In itself the standard deviation does not lend itself to useful practical interpretation other than comparing variation between sample pools so this is where the  95% confidence interval comes in. It tells you in which interval you based on the given samples with 95% certainty (which is interpreted as optimal certainty) would estimate the ‘real value’ of the colour of the coffee. The 95% confidence interval depends on the variation and the numbers of replicates and it gets more precise as the variation gets smaller and/or if you take more replicates. So with the given variation we would like to know how many replicates we need in order to get a satisfying precision (narrow enough 95% confidence interval)

So to determin the width of the 95% confidence interval we have to calculate the lower end (column C) and the upper (column D) end and subtract the lower from the upper which gives us the width (column B).

As you can see I did 5 replicates per grind size to have enough data and clearly the 5 replicates gives sufficiently narrow confidence intervals (sensory relevant differences is in the area of 2-3 on the Agtron Gourmet scale) but would less than 5 replicates be enough?
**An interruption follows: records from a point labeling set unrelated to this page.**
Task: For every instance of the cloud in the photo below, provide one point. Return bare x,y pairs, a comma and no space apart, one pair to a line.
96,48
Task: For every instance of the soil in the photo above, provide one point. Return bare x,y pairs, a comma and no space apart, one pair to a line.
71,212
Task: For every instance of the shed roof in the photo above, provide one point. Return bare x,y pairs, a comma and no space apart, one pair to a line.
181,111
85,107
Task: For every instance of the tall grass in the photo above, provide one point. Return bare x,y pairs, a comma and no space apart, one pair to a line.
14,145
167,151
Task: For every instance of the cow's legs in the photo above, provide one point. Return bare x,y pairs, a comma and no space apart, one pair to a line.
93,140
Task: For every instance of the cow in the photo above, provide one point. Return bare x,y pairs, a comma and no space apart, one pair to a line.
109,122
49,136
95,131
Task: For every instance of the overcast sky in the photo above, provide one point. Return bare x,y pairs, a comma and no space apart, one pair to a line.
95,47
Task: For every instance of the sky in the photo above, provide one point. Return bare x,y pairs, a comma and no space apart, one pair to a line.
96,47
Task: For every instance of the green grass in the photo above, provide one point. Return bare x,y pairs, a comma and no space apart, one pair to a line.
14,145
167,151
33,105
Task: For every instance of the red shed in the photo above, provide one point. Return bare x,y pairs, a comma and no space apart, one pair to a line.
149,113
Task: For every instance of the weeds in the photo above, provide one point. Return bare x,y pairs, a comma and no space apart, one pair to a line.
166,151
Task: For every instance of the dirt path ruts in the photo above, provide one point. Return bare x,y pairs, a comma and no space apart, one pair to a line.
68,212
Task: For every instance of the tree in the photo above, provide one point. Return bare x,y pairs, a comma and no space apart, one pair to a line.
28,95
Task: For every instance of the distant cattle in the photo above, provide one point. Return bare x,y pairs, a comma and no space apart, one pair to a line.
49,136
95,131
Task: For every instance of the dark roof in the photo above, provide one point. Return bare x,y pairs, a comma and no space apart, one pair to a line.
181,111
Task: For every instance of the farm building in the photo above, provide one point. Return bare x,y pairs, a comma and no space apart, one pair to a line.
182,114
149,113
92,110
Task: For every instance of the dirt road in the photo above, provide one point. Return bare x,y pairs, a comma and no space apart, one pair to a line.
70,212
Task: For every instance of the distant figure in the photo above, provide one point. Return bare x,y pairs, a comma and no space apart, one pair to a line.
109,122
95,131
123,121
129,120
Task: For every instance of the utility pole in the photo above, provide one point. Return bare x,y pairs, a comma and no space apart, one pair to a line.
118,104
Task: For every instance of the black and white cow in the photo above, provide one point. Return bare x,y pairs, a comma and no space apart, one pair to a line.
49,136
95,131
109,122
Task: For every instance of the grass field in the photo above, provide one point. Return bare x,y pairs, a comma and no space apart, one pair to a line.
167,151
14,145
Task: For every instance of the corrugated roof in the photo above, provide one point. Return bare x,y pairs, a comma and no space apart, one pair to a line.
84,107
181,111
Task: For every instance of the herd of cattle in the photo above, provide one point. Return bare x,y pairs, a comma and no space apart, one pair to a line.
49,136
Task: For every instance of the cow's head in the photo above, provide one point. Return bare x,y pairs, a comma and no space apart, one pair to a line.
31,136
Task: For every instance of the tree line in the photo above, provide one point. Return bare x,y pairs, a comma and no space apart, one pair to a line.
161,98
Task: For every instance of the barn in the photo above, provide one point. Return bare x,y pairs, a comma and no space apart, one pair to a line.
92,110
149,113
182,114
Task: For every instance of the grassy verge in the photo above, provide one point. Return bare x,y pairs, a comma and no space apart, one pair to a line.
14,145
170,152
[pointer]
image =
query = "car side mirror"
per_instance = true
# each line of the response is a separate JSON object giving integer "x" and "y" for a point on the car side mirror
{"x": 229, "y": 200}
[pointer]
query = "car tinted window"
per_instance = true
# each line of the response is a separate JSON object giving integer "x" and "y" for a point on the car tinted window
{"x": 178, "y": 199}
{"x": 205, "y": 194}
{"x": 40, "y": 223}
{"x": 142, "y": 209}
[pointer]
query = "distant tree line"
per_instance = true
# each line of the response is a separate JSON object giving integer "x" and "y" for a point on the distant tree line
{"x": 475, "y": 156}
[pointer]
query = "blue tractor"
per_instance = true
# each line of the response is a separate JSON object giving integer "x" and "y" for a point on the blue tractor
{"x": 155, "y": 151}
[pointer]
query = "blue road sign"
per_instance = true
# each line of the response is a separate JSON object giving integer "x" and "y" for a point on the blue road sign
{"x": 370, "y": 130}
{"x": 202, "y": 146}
To test this I tried to include only 3 replicates and that gave me 95% confidence interval size of the different grind sizes 1, 2, 3, 4 respectively 1.6, 1.2, 2.6, 2.8 which is narrow enough at least for grind #2 so 3 replicates is more than enough (it seems that often just 1 measurement would work at this level of variance). In the lower left graph I have plottet the 95% of respectively 5 and 3 replicates which show the tendency that the confidence interval is always more precise (narrower) with more replicates.

The diagram in the lower right plots the 95% confidence interval around the average value so here you can see how the estimated ‘real value’ of the roast colour. Here you can  see that the measurement method tends to estimate the value of the roast degree lighter and lighter the more coarse you grind. I interpret this as the more coarse you grind the more is lost due to not-perpendicular reflection and hence more is lost to the sides in the measurement chamber (wonder if this could be compensated if the sides was constructed as a mirror). At very fine grinds the variation is bigger due to the not smooth surface but it is still measured as a darker average value because much more is absorbed by the sample itself. I don’t know if these interpretations are correct so please challenge me 🙂

The above variation analysis is based on a standard  filter coffee roast and not the actual samples that I needed to do. I trusted that the optimum grind size also goes for my coffee samples but I’m not sure the variation is the same on my samples as on the standard roasted filter coffee.  My challenge was that my samples was dehulled in a german rice polishing factory because the university had parchment rather than green beans shipped to Denmark so we had to be creative to get it dehulled. They did a great job but there was significantly more silverskin on the beans and as I chose to roast light to expose the differences between the samples more, I struggled with a lot of silverskin in the roasted and ground samples and that added a lot to the variation on the colour measurements. To be sure 3 replicates was still enough (remember that the precision ie the width of the 95% confidence interval depends on number of replicates AND the variation on the reading and the latter depends on the evenness of the roast and the silver skin gave a lot of variation because they are much lighter than the roasted coffee and are scattered amongst the much darker grounds which is very visible on the surface). It turned out that with 3 replicates even in a system with much more variation 3 replicates gave a width of the 95% confidence interval between 0.6 to 2.4 and even the latter is good enough I think.